Of course, the new regulations will also bring certain challenges to some companies. While charging companies have received financial support in their expansion efforts, only a handful of companies told the Biden administration before the new rules were released on February 15 that they could meet the "Buy American Parts" standards within the proposed timeframe.


Moreover, some analysts say that requirements for locally produced parts will also harm overseas suppliers, but the Biden administration also hopes to force overseas suppliers to open factories in the United States.


Business response


The first tranches of federal funds will be released to states in the coming weeks, and companies like Tesla, EVgo and ChargePoint Holdings will have to compete for funds from state governments. According to the U.S. government, some companies are already beginning to respond.


Among them, the most attention-grabbing move is that of Tesla, the leader of electric car manufacturers. The White House said Tesla will open its Supercharger network in the United States to other brands of electric vehicles, opening 3,500 new and existing Superchargers along highways and 4,000 to non-Tesla customers by the end of next year. Low-speed charging stations located near hotels, restaurants, etc.

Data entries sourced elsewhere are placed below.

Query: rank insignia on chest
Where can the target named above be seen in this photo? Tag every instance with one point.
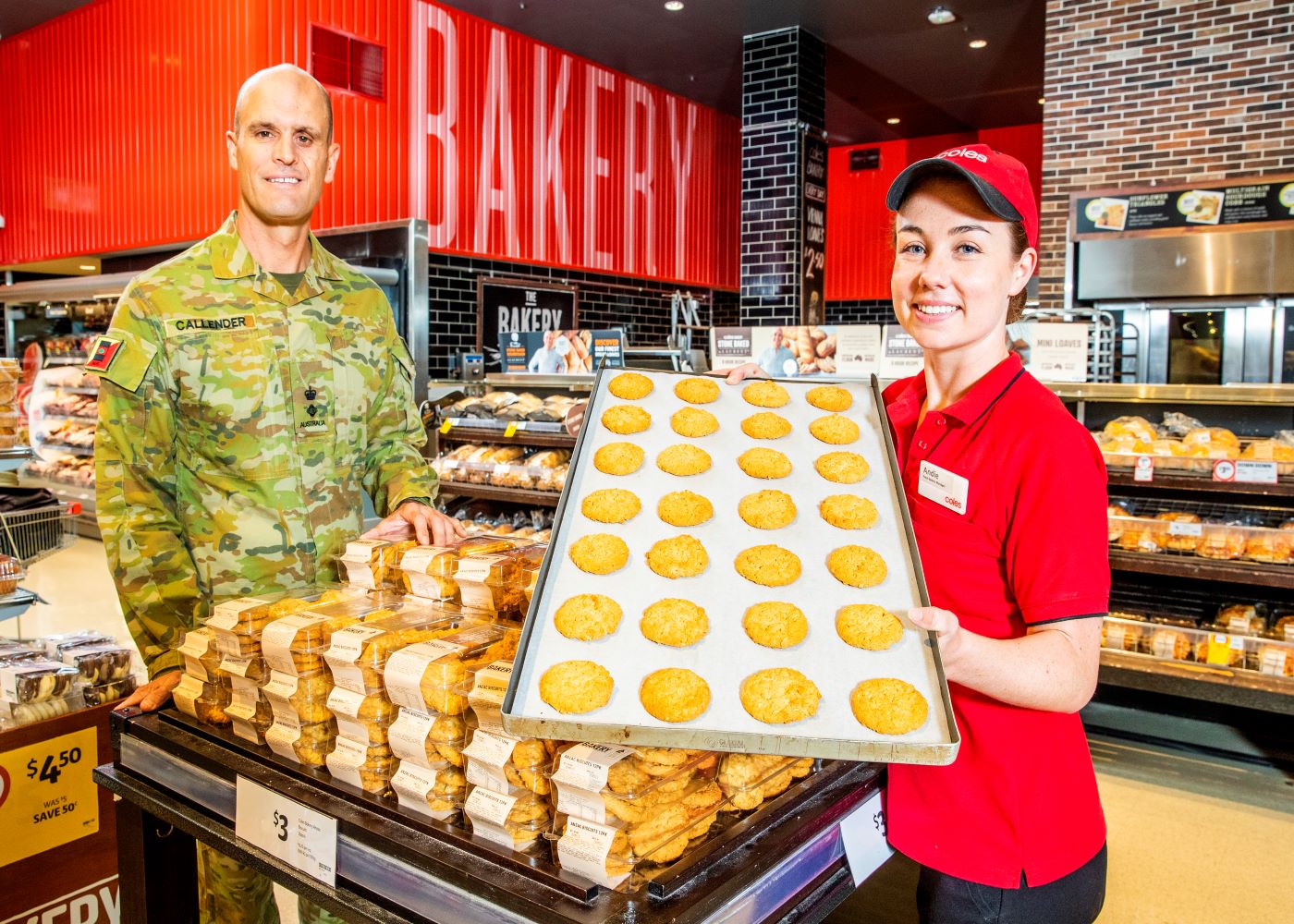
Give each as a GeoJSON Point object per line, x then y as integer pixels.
{"type": "Point", "coordinates": [103, 354]}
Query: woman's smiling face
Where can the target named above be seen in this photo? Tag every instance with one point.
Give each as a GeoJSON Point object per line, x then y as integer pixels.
{"type": "Point", "coordinates": [954, 268]}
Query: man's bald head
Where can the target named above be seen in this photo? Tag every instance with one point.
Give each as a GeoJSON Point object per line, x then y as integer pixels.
{"type": "Point", "coordinates": [280, 73]}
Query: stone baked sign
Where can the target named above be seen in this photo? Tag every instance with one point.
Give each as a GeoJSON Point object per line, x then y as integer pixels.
{"type": "Point", "coordinates": [1232, 204]}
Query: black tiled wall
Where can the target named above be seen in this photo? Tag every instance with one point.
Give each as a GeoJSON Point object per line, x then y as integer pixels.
{"type": "Point", "coordinates": [783, 91]}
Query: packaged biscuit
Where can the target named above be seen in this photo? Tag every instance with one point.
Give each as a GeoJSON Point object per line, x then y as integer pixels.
{"type": "Point", "coordinates": [301, 699]}
{"type": "Point", "coordinates": [517, 822]}
{"type": "Point", "coordinates": [301, 743]}
{"type": "Point", "coordinates": [362, 717]}
{"type": "Point", "coordinates": [365, 766]}
{"type": "Point", "coordinates": [203, 701]}
{"type": "Point", "coordinates": [429, 739]}
{"type": "Point", "coordinates": [435, 791]}
{"type": "Point", "coordinates": [358, 653]}
{"type": "Point", "coordinates": [35, 681]}
{"type": "Point", "coordinates": [616, 784]}
{"type": "Point", "coordinates": [430, 675]}
{"type": "Point", "coordinates": [507, 764]}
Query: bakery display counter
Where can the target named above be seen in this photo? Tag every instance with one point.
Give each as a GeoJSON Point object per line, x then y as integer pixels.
{"type": "Point", "coordinates": [783, 861]}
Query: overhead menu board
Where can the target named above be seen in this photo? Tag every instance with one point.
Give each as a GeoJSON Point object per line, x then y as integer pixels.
{"type": "Point", "coordinates": [1233, 204]}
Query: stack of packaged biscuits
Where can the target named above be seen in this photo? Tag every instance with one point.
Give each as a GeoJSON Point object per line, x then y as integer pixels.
{"type": "Point", "coordinates": [624, 811]}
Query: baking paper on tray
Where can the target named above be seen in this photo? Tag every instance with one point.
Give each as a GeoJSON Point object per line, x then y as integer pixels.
{"type": "Point", "coordinates": [726, 655]}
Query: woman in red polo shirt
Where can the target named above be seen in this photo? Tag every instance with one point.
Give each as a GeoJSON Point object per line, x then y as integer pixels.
{"type": "Point", "coordinates": [1007, 493]}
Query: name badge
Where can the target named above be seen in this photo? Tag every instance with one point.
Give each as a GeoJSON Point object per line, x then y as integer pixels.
{"type": "Point", "coordinates": [944, 487]}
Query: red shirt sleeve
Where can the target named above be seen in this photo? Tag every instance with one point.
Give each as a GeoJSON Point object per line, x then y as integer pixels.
{"type": "Point", "coordinates": [1056, 549]}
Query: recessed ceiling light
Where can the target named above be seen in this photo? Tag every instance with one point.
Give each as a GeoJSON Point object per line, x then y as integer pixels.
{"type": "Point", "coordinates": [941, 16]}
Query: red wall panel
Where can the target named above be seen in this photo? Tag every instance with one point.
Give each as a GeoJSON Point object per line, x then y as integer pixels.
{"type": "Point", "coordinates": [860, 241]}
{"type": "Point", "coordinates": [118, 110]}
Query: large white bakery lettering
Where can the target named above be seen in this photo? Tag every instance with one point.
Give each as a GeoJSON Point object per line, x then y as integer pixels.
{"type": "Point", "coordinates": [614, 107]}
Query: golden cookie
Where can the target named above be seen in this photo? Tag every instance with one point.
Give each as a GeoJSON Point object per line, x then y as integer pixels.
{"type": "Point", "coordinates": [843, 468]}
{"type": "Point", "coordinates": [767, 565]}
{"type": "Point", "coordinates": [599, 553]}
{"type": "Point", "coordinates": [857, 565]}
{"type": "Point", "coordinates": [767, 509]}
{"type": "Point", "coordinates": [588, 617]}
{"type": "Point", "coordinates": [766, 426]}
{"type": "Point", "coordinates": [675, 695]}
{"type": "Point", "coordinates": [866, 626]}
{"type": "Point", "coordinates": [678, 556]}
{"type": "Point", "coordinates": [618, 458]}
{"type": "Point", "coordinates": [682, 459]}
{"type": "Point", "coordinates": [830, 397]}
{"type": "Point", "coordinates": [763, 464]}
{"type": "Point", "coordinates": [694, 422]}
{"type": "Point", "coordinates": [683, 509]}
{"type": "Point", "coordinates": [779, 695]}
{"type": "Point", "coordinates": [848, 511]}
{"type": "Point", "coordinates": [630, 386]}
{"type": "Point", "coordinates": [775, 626]}
{"type": "Point", "coordinates": [576, 686]}
{"type": "Point", "coordinates": [611, 505]}
{"type": "Point", "coordinates": [625, 419]}
{"type": "Point", "coordinates": [835, 430]}
{"type": "Point", "coordinates": [675, 623]}
{"type": "Point", "coordinates": [889, 706]}
{"type": "Point", "coordinates": [765, 395]}
{"type": "Point", "coordinates": [698, 390]}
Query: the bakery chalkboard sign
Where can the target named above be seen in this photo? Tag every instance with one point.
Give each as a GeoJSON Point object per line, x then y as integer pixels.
{"type": "Point", "coordinates": [1233, 204]}
{"type": "Point", "coordinates": [504, 306]}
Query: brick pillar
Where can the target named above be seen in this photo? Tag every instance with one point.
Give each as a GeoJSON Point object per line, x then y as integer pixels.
{"type": "Point", "coordinates": [1158, 92]}
{"type": "Point", "coordinates": [783, 92]}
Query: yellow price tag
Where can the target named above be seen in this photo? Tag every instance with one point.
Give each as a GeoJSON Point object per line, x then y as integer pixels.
{"type": "Point", "coordinates": [47, 795]}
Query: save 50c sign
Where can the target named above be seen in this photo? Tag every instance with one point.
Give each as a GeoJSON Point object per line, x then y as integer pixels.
{"type": "Point", "coordinates": [533, 154]}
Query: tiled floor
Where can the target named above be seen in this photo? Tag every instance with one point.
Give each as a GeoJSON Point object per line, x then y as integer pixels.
{"type": "Point", "coordinates": [1190, 839]}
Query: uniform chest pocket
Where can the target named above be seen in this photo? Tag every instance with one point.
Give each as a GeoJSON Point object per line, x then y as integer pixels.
{"type": "Point", "coordinates": [233, 412]}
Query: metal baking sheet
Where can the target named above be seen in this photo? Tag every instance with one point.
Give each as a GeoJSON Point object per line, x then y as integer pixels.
{"type": "Point", "coordinates": [726, 655]}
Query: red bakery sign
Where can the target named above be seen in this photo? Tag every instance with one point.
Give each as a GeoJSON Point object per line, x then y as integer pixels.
{"type": "Point", "coordinates": [527, 152]}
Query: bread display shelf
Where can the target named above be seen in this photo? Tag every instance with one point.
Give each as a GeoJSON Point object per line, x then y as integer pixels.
{"type": "Point", "coordinates": [488, 492]}
{"type": "Point", "coordinates": [523, 435]}
{"type": "Point", "coordinates": [1201, 568]}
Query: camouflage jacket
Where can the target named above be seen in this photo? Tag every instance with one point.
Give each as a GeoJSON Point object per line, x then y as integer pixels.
{"type": "Point", "coordinates": [238, 425]}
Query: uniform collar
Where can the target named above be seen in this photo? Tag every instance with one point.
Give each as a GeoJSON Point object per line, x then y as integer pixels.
{"type": "Point", "coordinates": [232, 261]}
{"type": "Point", "coordinates": [909, 396]}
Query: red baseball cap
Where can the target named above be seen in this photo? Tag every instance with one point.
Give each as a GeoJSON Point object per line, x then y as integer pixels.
{"type": "Point", "coordinates": [1000, 180]}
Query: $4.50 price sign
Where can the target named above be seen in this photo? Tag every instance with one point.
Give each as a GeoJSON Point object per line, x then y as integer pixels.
{"type": "Point", "coordinates": [295, 833]}
{"type": "Point", "coordinates": [47, 795]}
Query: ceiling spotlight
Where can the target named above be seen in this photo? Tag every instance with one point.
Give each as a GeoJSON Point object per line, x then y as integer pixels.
{"type": "Point", "coordinates": [941, 16]}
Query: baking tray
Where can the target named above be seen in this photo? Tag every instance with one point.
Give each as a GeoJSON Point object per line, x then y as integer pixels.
{"type": "Point", "coordinates": [725, 656]}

The new rules will allow Tesla to keep its unique connector but must add a permanently attached CCS connector or adapter to charge CCS-compliant vehicles. Tesla told the Department of Transportation that the plan was "aggressive" and "may result in an insufficient number of available compliant charging stations given the speed and scale of deployment," records show.

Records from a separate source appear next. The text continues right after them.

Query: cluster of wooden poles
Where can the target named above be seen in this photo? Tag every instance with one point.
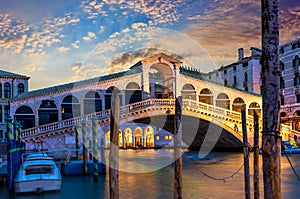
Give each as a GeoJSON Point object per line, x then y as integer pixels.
{"type": "Point", "coordinates": [16, 148]}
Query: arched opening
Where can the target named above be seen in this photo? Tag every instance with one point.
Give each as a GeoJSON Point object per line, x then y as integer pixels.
{"type": "Point", "coordinates": [120, 140]}
{"type": "Point", "coordinates": [161, 81]}
{"type": "Point", "coordinates": [133, 93]}
{"type": "Point", "coordinates": [7, 90]}
{"type": "Point", "coordinates": [296, 113]}
{"type": "Point", "coordinates": [149, 137]}
{"type": "Point", "coordinates": [70, 107]}
{"type": "Point", "coordinates": [25, 116]}
{"type": "Point", "coordinates": [188, 92]}
{"type": "Point", "coordinates": [237, 104]}
{"type": "Point", "coordinates": [21, 88]}
{"type": "Point", "coordinates": [0, 90]}
{"type": "Point", "coordinates": [138, 137]}
{"type": "Point", "coordinates": [107, 96]}
{"type": "Point", "coordinates": [223, 101]}
{"type": "Point", "coordinates": [128, 138]}
{"type": "Point", "coordinates": [206, 96]}
{"type": "Point", "coordinates": [282, 114]}
{"type": "Point", "coordinates": [48, 112]}
{"type": "Point", "coordinates": [254, 106]}
{"type": "Point", "coordinates": [92, 102]}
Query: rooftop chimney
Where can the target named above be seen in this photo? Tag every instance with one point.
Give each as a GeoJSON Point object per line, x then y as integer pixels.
{"type": "Point", "coordinates": [241, 54]}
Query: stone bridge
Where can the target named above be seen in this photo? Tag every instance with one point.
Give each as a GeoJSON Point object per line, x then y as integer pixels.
{"type": "Point", "coordinates": [200, 120]}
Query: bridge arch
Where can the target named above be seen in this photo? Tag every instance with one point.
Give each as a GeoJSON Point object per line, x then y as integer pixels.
{"type": "Point", "coordinates": [92, 102]}
{"type": "Point", "coordinates": [188, 92]}
{"type": "Point", "coordinates": [120, 139]}
{"type": "Point", "coordinates": [254, 106]}
{"type": "Point", "coordinates": [70, 107]}
{"type": "Point", "coordinates": [133, 93]}
{"type": "Point", "coordinates": [48, 112]}
{"type": "Point", "coordinates": [25, 116]}
{"type": "Point", "coordinates": [206, 96]}
{"type": "Point", "coordinates": [237, 104]}
{"type": "Point", "coordinates": [138, 137]}
{"type": "Point", "coordinates": [128, 138]}
{"type": "Point", "coordinates": [107, 96]}
{"type": "Point", "coordinates": [161, 81]}
{"type": "Point", "coordinates": [149, 137]}
{"type": "Point", "coordinates": [223, 101]}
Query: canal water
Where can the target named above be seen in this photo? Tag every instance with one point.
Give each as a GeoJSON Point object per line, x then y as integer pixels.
{"type": "Point", "coordinates": [148, 174]}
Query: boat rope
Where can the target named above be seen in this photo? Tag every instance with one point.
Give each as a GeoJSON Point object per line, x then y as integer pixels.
{"type": "Point", "coordinates": [287, 157]}
{"type": "Point", "coordinates": [224, 178]}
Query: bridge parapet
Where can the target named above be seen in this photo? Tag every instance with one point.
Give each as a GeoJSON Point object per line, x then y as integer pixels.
{"type": "Point", "coordinates": [230, 119]}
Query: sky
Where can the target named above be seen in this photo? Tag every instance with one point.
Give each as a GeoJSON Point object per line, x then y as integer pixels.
{"type": "Point", "coordinates": [56, 42]}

The United States releases new policies for electric vehicle charging piles, which may disrupt the industrial structure


Image source: Screenshot of Biden’s Twitter


Biden said on Twitter: "As we build our electric vehicle charging network, we must ensure that as many chargers as possible serve as many drivers as possible. To do this, Musk will open Tesla to all drivers A large part of the charging network. This is a big deal and has far-reaching consequences.” Musk responded to Biden on Twitter: “Thanks, Tesla is happy to support other electric vehicles through our Supercharger network.”


Analysts believe this could help turn Tesla charging stations into shared "gas stations" for the electric vehicle era. However, the opening of Tesla's charging network also has the potential to weaken the competitive advantage of its products, because for now, Tesla has the largest network of high-speed Superchargers in the United States, and Tesla owners have exclusive access.


On the day the new regulations were released, the Australian company Tritium also announced that it would add more than 250 jobs at its charging pile manufacturing plant in Tennessee. The White House said Germany's Siemens recently announced the establishment of its second charging equipment manufacturing plant in the United States in Texas, while South Korea's SK Signet will also open a manufacturing plant in Texas.


Additionally, welding giant Lincoln Electric announced a new fast charger production line, while Blink Charging will expand its charger manufacturing plant in Maryland and plans to build another facility this year.